Accord could raise rates for small businesses


Associated Press

COLUMBUS

A newspaper’s analysis indicates that a proposed agreement between American Electric Power and Ohio’s utility regulators could raise electricity rates by 30 percent for small businesses while at the same time reducing rates for many large manufacturers.

The Public Utilities Commission of Ohio is expected to vote on the proposal later this month.

Though the utility company’s publicity has said the rate increase would be small for central Ohio, an analysis by The Columbus Dispatch indicates that companies that use a large amount of electricity for a short period and low usage the rest of the time would see the largest rate increases.

Hundreds of small manufacturers, retailers and even churches fall into that category, but they make up a small percentage of overall customers. The newspaper did the analysis with the assistance of outside experts, including Commercial Rate Services of Dublin, a business that helps companies evaluate their energy costs.

Robert Fortney, the PUCO staff member who managed the case, said the small-business rate increase “doesn’t hardly seem fair,” in an ‚à´Aug. 24 email obtained by the newspaper in response to a public-records request.

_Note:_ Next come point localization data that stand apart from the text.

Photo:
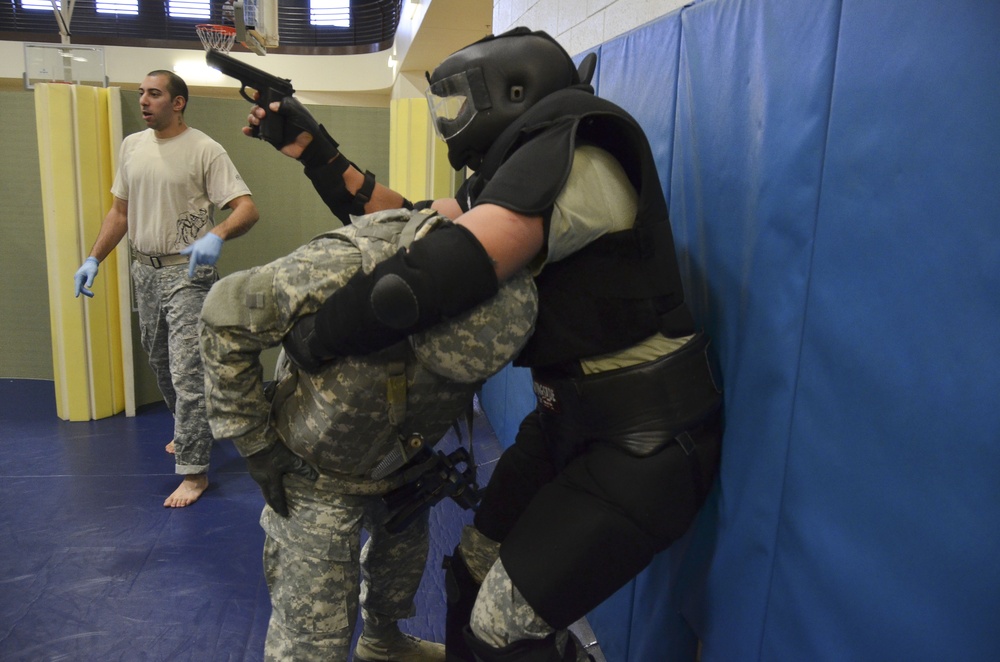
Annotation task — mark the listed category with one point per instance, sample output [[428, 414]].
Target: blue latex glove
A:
[[85, 276], [204, 251]]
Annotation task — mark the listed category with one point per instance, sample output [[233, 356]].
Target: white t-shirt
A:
[[173, 187], [597, 199]]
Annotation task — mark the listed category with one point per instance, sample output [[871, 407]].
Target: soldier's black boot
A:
[[461, 589]]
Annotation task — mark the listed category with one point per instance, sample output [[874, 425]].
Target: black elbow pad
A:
[[440, 276]]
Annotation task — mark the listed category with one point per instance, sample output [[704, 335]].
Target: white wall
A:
[[580, 24]]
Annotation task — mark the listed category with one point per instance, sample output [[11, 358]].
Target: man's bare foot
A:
[[190, 489]]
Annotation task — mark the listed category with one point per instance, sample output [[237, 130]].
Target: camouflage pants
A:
[[169, 311], [312, 561]]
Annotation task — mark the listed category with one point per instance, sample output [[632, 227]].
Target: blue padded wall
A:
[[832, 171]]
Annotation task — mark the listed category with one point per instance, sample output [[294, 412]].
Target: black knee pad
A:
[[461, 590], [525, 650]]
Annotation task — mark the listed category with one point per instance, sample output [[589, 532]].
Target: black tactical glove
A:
[[302, 348], [321, 150], [269, 466]]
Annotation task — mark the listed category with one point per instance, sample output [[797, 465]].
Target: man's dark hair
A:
[[176, 86]]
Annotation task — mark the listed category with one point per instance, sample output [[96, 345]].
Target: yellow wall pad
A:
[[418, 159], [76, 158]]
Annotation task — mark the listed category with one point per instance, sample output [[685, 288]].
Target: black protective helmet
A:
[[479, 90]]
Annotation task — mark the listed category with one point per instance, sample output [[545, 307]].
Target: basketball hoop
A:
[[218, 37]]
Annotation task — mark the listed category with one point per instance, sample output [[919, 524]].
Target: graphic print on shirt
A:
[[189, 226]]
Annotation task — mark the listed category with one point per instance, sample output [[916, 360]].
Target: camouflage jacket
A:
[[343, 420]]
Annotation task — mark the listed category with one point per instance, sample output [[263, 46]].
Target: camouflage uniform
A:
[[344, 422], [169, 308]]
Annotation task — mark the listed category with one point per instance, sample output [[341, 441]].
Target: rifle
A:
[[269, 88]]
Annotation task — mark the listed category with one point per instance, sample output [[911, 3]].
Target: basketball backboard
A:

Joe Hamrock, president and chief operating officer of American Electric Power Ohio, said those customers that will see the largest increases are not typical. Most customers will see rate cuts or smaller increases, he said.

Most of the small-business customers that will see higher rates fall into a usage category that makes up about 15 percent of AEP’s electricity sales to businesses.

The proposed agreement is part of a larger plan that will give AEP $151 million in additional base-rate income next year, which it says it needs in order to cover its own rising costs and begin a three-year transition to a deregulated market.

In a statement, PUCO spokesman Matt Butler said the agency “is concerned with the interests of all customer classes and feels that the [AEP plan] as a whole is in the best public interest and benefits ratepayers and the state of Ohio.”